2. The facts which have given rise to this application are these. In its meeting held on 25-2-56 the Ajmer State Transport Authority decided to increase the number of buses operating on this route from 14 to 17. Applications for the grant of three permits were consequently invited by means or a notice published in accordance with the Rules prescribed by the Ajmer Government for publishing the applications for grant of permits under Setion 57 of the Act.
No less than 102 bus owners filed applications for the grant of further permits for the route. These applications included two applications by Naraindas Lohia, Chairman of the Automobile Transport (Rajputana) Ltd., petitioner No. 1 (one in his own name and one in the name of Messrs. Lohia Transport Co.) and one by petitioner No. 3 Smt. Gulab Devi. No one filed any objection that the existing number of permits issued for this route were sufficient to meet the needs of the traffic.
These applications were considered by the Ajmer State Transport Authority at its meetings dated 2-7-56, 12-7-56, 18-7-56, 1-8-56 and 16-8-56 and three permits were granted to Kedar Nath Heda, Baba Transport Co. and Brij Raj respectively. The remaining 99 applications for permits were rejected. These included the three applications on behalf of the petitioners referred to above and the 5 applications of respondents Nos. 2 to 6.
Only respondents Nos. 2 to 6 filed appeals under Section 64 of the Act to the Chief Commissioner Ajmer against the order of the Ajmer State Transport Authority refusing to grant them permits. Before these appeals could be decided the States Reorganization Act came into force as a result of which the State of Ajmer was merged with the State of Rajasthan. The rules framed under the Act by the Ajmer State were adapted and the State of Rajasthan became the Appellate Authority in place of the Chief Commissioner.
The appeals were heard by the Minister for Transport on 15-7-57. A decision was given by him on 24-7-57 holding that it was necessary to allow at least 5 more buses along the route in the interest of public to provide for weekly holiday and emergencies like breakdowns, sickness etc., and granting 5 further permits to respondents Nos. 2 to 6. The present application was filed against that order on 22-8-57 challenging it inter-alia on the ground that the Minister was not competent to decide the appeals.
This defect was subsequently remedied by the issuing of an order on 6-11-57 in the name of the Governor.
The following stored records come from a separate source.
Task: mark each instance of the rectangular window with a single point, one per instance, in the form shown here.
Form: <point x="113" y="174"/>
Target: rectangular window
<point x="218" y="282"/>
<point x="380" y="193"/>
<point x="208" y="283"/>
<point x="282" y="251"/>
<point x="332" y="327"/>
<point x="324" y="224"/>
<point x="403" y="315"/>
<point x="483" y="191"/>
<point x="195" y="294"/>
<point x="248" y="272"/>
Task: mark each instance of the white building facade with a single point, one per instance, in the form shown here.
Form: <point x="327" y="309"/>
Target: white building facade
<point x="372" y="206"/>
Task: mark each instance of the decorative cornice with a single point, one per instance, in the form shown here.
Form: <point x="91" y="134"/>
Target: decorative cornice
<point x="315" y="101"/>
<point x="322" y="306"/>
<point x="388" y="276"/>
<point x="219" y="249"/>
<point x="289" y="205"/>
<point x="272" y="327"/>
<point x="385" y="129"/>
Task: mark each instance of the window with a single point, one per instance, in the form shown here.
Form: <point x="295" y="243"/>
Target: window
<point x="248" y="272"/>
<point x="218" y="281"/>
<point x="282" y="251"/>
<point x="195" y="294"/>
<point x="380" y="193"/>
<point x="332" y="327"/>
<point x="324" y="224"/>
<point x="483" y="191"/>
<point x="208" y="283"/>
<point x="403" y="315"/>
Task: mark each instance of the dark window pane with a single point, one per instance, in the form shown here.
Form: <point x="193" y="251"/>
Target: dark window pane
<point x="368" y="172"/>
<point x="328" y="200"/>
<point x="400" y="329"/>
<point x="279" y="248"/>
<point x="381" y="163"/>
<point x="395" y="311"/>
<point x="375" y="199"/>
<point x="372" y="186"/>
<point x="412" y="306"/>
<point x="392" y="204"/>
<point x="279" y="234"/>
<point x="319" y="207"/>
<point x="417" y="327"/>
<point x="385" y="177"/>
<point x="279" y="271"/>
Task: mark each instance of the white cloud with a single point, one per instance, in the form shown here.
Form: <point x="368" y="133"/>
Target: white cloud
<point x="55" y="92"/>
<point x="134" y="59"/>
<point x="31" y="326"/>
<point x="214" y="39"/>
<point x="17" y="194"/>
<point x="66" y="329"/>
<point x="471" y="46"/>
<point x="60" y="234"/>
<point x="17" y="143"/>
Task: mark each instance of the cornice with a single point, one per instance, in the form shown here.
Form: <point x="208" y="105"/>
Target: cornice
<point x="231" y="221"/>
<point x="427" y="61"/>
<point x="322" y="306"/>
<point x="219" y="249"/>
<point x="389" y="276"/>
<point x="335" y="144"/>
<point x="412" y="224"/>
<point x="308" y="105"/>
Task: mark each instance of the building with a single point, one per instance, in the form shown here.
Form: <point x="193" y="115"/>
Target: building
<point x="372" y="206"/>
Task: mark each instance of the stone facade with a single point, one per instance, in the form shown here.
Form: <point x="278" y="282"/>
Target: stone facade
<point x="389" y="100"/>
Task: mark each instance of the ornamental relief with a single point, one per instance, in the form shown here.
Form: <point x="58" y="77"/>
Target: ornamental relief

The decision of the Transport Minister dated 24-7-57 was treated as advice to the Governor under Article 163(1) of the Constitution, which was accepted and was embodied in the order. The writ application was then amended and this order was also challenged.
3. The first contention on behalf of the petitioners is that the resolution of the Ajmer State Transport Authority dated 25-2-56 deciding to increase the number of permits from 14 to 17 amounted to an order under Section 48(a) as it stood before its amendment by Act No. 100 of 1956 and that this order was final and binding on the Appellate Authority who could not have increased the number ot permits while deciding an appeal against an order of the State Transport Authority refusing to grant a permit. It may be mentioned here that the present proceedings are governed by the unamended Act.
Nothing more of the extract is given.